A maxima is reached when the gradient is zero, thus
$\sum_{i=0}^n \big[y^{i} - \sigma(\theta^Tx^{i}) \big]x^i_j = 0$
So for every $j$ it holds that (for the sake of discussion assuming $x^i_j \geq 0$ which I believe can be done without loss of generalization)
$\implies \sum_{i=0}^n y^{i}x_j^i = \sum_{i=0}^n \sigma(\theta^Tx^{i})x_j^i $
So the weighted sum of probabilities will equal the weighted count of positive samples at the maxima. Then it makes sense that for given some arbitrary slice of adequate sample size of the training set, the fraction of positives will approximately equal the average estimated probability.
But does this also apply for individual estimates, i.e. if I get a probability of 30% for one observation can I interpret that as that observation having a 30% probability of being a positive?
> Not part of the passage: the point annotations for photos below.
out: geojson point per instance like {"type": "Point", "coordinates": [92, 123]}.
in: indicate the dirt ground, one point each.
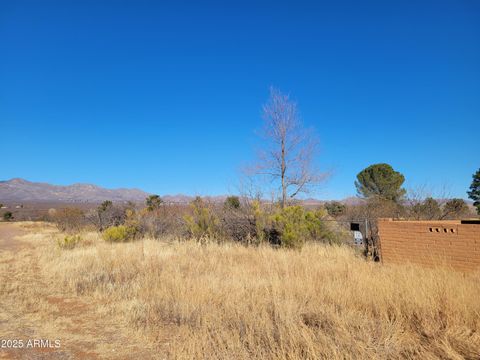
{"type": "Point", "coordinates": [74, 327]}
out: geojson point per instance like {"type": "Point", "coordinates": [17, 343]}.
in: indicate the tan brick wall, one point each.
{"type": "Point", "coordinates": [430, 243]}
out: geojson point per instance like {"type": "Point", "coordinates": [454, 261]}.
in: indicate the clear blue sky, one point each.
{"type": "Point", "coordinates": [166, 96]}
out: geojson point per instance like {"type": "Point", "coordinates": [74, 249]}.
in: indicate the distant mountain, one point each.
{"type": "Point", "coordinates": [20, 190]}
{"type": "Point", "coordinates": [23, 191]}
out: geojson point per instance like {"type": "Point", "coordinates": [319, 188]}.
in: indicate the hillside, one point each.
{"type": "Point", "coordinates": [20, 190]}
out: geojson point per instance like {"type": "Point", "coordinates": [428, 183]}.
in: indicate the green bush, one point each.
{"type": "Point", "coordinates": [69, 242]}
{"type": "Point", "coordinates": [203, 222]}
{"type": "Point", "coordinates": [294, 225]}
{"type": "Point", "coordinates": [120, 233]}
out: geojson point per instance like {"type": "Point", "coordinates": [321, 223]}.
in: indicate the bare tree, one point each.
{"type": "Point", "coordinates": [289, 148]}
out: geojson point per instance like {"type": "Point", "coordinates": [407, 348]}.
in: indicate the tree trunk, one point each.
{"type": "Point", "coordinates": [283, 170]}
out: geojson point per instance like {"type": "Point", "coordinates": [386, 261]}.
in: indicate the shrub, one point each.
{"type": "Point", "coordinates": [153, 202]}
{"type": "Point", "coordinates": [69, 219]}
{"type": "Point", "coordinates": [293, 225]}
{"type": "Point", "coordinates": [69, 242]}
{"type": "Point", "coordinates": [120, 233]}
{"type": "Point", "coordinates": [8, 216]}
{"type": "Point", "coordinates": [202, 222]}
{"type": "Point", "coordinates": [335, 208]}
{"type": "Point", "coordinates": [232, 202]}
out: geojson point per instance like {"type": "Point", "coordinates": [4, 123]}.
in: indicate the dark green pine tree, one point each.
{"type": "Point", "coordinates": [474, 192]}
{"type": "Point", "coordinates": [380, 180]}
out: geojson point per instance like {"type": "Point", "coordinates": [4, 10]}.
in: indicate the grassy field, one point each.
{"type": "Point", "coordinates": [184, 300]}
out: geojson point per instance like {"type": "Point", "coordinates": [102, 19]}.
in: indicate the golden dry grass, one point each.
{"type": "Point", "coordinates": [232, 302]}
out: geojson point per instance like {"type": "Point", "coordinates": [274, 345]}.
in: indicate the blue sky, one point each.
{"type": "Point", "coordinates": [167, 96]}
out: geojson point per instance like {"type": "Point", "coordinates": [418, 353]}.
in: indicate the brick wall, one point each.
{"type": "Point", "coordinates": [430, 243]}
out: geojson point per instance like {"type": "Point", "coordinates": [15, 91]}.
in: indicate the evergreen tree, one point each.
{"type": "Point", "coordinates": [380, 180]}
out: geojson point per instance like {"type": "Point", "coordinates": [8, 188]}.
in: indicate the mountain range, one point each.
{"type": "Point", "coordinates": [20, 190]}
{"type": "Point", "coordinates": [23, 191]}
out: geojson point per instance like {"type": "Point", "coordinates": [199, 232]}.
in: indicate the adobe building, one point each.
{"type": "Point", "coordinates": [453, 243]}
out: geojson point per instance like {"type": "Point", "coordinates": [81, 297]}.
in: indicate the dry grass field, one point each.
{"type": "Point", "coordinates": [182, 300]}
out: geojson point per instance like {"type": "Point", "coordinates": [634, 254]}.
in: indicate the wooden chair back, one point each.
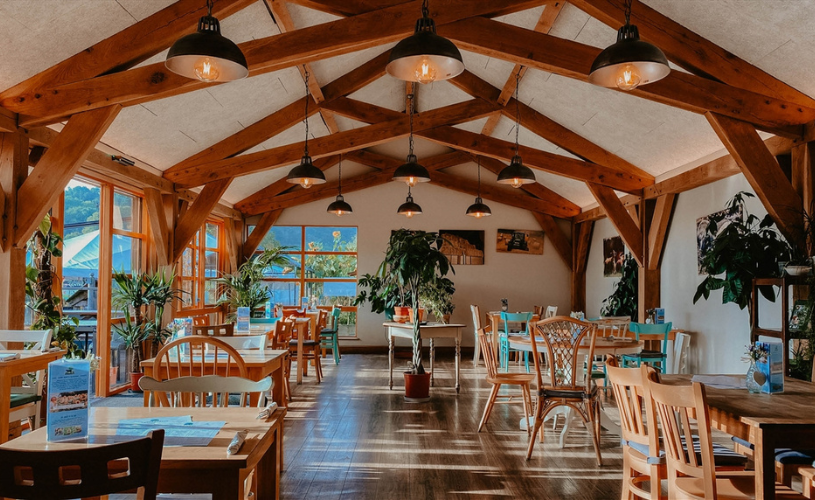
{"type": "Point", "coordinates": [225, 330]}
{"type": "Point", "coordinates": [209, 390]}
{"type": "Point", "coordinates": [488, 351]}
{"type": "Point", "coordinates": [562, 336]}
{"type": "Point", "coordinates": [83, 473]}
{"type": "Point", "coordinates": [676, 407]}
{"type": "Point", "coordinates": [629, 386]}
{"type": "Point", "coordinates": [197, 356]}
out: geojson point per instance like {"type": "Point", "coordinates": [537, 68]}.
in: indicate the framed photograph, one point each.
{"type": "Point", "coordinates": [613, 257]}
{"type": "Point", "coordinates": [463, 248]}
{"type": "Point", "coordinates": [704, 241]}
{"type": "Point", "coordinates": [520, 241]}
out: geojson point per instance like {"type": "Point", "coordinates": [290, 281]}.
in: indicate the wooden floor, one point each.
{"type": "Point", "coordinates": [352, 438]}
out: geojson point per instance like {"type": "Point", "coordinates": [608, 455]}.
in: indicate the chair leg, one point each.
{"type": "Point", "coordinates": [490, 404]}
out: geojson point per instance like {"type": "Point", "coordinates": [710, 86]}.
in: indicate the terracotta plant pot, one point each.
{"type": "Point", "coordinates": [417, 387]}
{"type": "Point", "coordinates": [401, 314]}
{"type": "Point", "coordinates": [134, 381]}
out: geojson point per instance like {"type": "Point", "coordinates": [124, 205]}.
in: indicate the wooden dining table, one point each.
{"type": "Point", "coordinates": [260, 363]}
{"type": "Point", "coordinates": [767, 421]}
{"type": "Point", "coordinates": [194, 469]}
{"type": "Point", "coordinates": [27, 361]}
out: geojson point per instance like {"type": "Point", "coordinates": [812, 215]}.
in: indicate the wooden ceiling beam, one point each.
{"type": "Point", "coordinates": [330, 145]}
{"type": "Point", "coordinates": [306, 45]}
{"type": "Point", "coordinates": [56, 168]}
{"type": "Point", "coordinates": [573, 60]}
{"type": "Point", "coordinates": [691, 51]}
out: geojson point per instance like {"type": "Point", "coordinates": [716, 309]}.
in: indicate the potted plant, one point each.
{"type": "Point", "coordinates": [414, 259]}
{"type": "Point", "coordinates": [438, 297]}
{"type": "Point", "coordinates": [747, 248]}
{"type": "Point", "coordinates": [245, 288]}
{"type": "Point", "coordinates": [623, 301]}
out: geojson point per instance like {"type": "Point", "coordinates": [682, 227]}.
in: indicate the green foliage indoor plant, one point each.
{"type": "Point", "coordinates": [623, 301]}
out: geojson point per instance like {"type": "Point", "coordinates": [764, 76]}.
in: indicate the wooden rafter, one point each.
{"type": "Point", "coordinates": [763, 173]}
{"type": "Point", "coordinates": [264, 55]}
{"type": "Point", "coordinates": [573, 60]}
{"type": "Point", "coordinates": [691, 51]}
{"type": "Point", "coordinates": [58, 166]}
{"type": "Point", "coordinates": [330, 145]}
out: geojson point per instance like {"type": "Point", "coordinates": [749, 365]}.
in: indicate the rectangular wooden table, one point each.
{"type": "Point", "coordinates": [430, 331]}
{"type": "Point", "coordinates": [768, 421]}
{"type": "Point", "coordinates": [27, 361]}
{"type": "Point", "coordinates": [195, 469]}
{"type": "Point", "coordinates": [259, 365]}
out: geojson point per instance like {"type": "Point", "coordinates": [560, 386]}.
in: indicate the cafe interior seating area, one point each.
{"type": "Point", "coordinates": [407, 249]}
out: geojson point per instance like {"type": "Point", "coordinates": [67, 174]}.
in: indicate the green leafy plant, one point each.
{"type": "Point", "coordinates": [414, 259]}
{"type": "Point", "coordinates": [745, 249]}
{"type": "Point", "coordinates": [623, 301]}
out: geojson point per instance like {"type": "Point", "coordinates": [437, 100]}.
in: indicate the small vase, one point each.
{"type": "Point", "coordinates": [752, 385]}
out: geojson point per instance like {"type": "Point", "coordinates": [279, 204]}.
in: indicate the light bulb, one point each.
{"type": "Point", "coordinates": [628, 78]}
{"type": "Point", "coordinates": [426, 71]}
{"type": "Point", "coordinates": [207, 70]}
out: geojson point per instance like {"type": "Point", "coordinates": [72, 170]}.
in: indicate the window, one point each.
{"type": "Point", "coordinates": [200, 266]}
{"type": "Point", "coordinates": [322, 267]}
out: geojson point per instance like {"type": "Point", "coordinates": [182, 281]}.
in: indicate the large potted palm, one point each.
{"type": "Point", "coordinates": [413, 260]}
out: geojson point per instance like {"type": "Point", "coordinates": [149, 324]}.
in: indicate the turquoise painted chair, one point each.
{"type": "Point", "coordinates": [503, 337]}
{"type": "Point", "coordinates": [657, 359]}
{"type": "Point", "coordinates": [328, 336]}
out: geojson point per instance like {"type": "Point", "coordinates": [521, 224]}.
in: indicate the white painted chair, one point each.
{"type": "Point", "coordinates": [26, 400]}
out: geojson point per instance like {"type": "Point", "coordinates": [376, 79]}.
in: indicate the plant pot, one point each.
{"type": "Point", "coordinates": [417, 387]}
{"type": "Point", "coordinates": [421, 315]}
{"type": "Point", "coordinates": [401, 314]}
{"type": "Point", "coordinates": [134, 381]}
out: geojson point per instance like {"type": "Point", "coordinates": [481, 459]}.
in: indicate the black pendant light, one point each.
{"type": "Point", "coordinates": [339, 206]}
{"type": "Point", "coordinates": [516, 174]}
{"type": "Point", "coordinates": [425, 57]}
{"type": "Point", "coordinates": [306, 174]}
{"type": "Point", "coordinates": [206, 55]}
{"type": "Point", "coordinates": [479, 209]}
{"type": "Point", "coordinates": [409, 208]}
{"type": "Point", "coordinates": [411, 172]}
{"type": "Point", "coordinates": [630, 62]}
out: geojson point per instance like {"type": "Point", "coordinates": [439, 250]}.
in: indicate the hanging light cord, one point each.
{"type": "Point", "coordinates": [306, 119]}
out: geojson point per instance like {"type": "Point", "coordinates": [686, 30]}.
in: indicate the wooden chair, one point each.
{"type": "Point", "coordinates": [209, 390]}
{"type": "Point", "coordinates": [225, 330]}
{"type": "Point", "coordinates": [693, 475]}
{"type": "Point", "coordinates": [82, 473]}
{"type": "Point", "coordinates": [568, 385]}
{"type": "Point", "coordinates": [27, 398]}
{"type": "Point", "coordinates": [498, 379]}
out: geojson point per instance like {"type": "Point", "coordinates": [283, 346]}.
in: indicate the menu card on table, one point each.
{"type": "Point", "coordinates": [68, 386]}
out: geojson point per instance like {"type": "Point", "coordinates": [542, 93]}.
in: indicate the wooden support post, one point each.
{"type": "Point", "coordinates": [581, 242]}
{"type": "Point", "coordinates": [13, 172]}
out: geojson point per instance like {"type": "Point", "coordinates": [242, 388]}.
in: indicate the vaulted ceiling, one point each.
{"type": "Point", "coordinates": [624, 141]}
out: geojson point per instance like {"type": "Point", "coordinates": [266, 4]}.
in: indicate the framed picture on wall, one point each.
{"type": "Point", "coordinates": [704, 241]}
{"type": "Point", "coordinates": [613, 257]}
{"type": "Point", "coordinates": [520, 241]}
{"type": "Point", "coordinates": [463, 248]}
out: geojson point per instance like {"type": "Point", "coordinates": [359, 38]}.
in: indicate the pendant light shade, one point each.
{"type": "Point", "coordinates": [630, 62]}
{"type": "Point", "coordinates": [409, 208]}
{"type": "Point", "coordinates": [206, 55]}
{"type": "Point", "coordinates": [479, 209]}
{"type": "Point", "coordinates": [306, 174]}
{"type": "Point", "coordinates": [425, 57]}
{"type": "Point", "coordinates": [339, 207]}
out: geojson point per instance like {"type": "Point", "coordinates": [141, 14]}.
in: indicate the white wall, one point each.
{"type": "Point", "coordinates": [526, 280]}
{"type": "Point", "coordinates": [718, 332]}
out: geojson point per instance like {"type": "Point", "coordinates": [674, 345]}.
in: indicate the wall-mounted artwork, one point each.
{"type": "Point", "coordinates": [613, 257]}
{"type": "Point", "coordinates": [704, 241]}
{"type": "Point", "coordinates": [463, 248]}
{"type": "Point", "coordinates": [520, 241]}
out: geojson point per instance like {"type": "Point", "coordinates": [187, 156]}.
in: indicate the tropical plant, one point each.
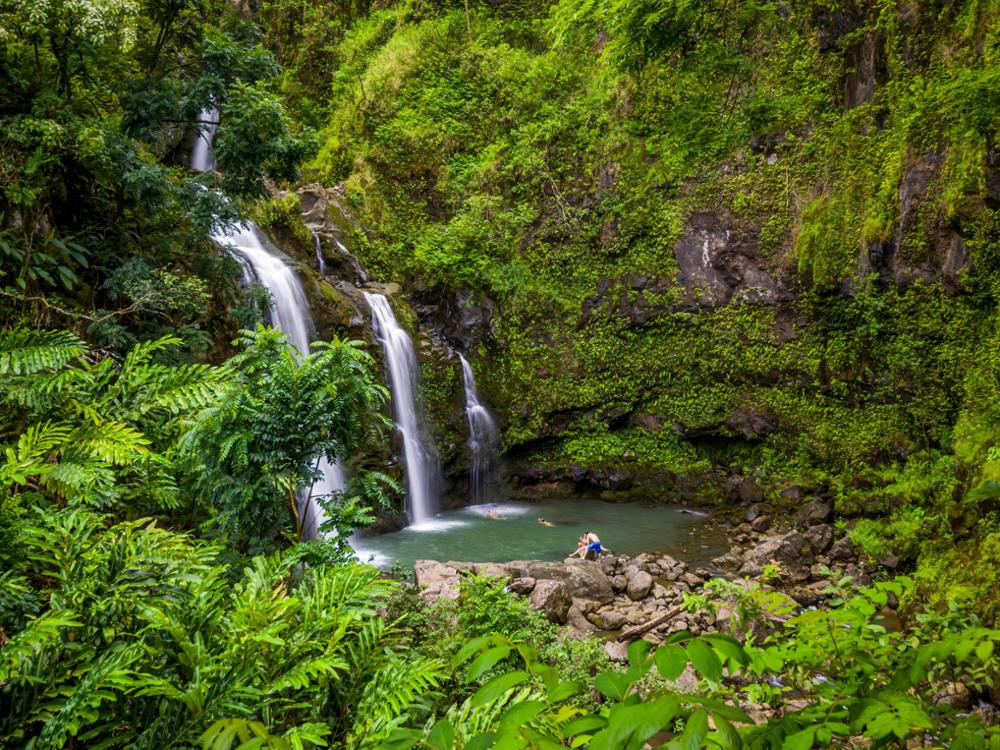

As far as I can see the RHS is really free to distribute the estimated probabilities arbitrarily to satisfy the maxima condition.
Edit: Was pointed out to me that the final implication is faulty. I for some bizarre reason assumed that the term in the parentheses to be greater or equal to 0 but obviously it can also take on negative values. That said the fundamental question remains. I have since updated it to also include the $x_j^i$ term in the sums after the implication.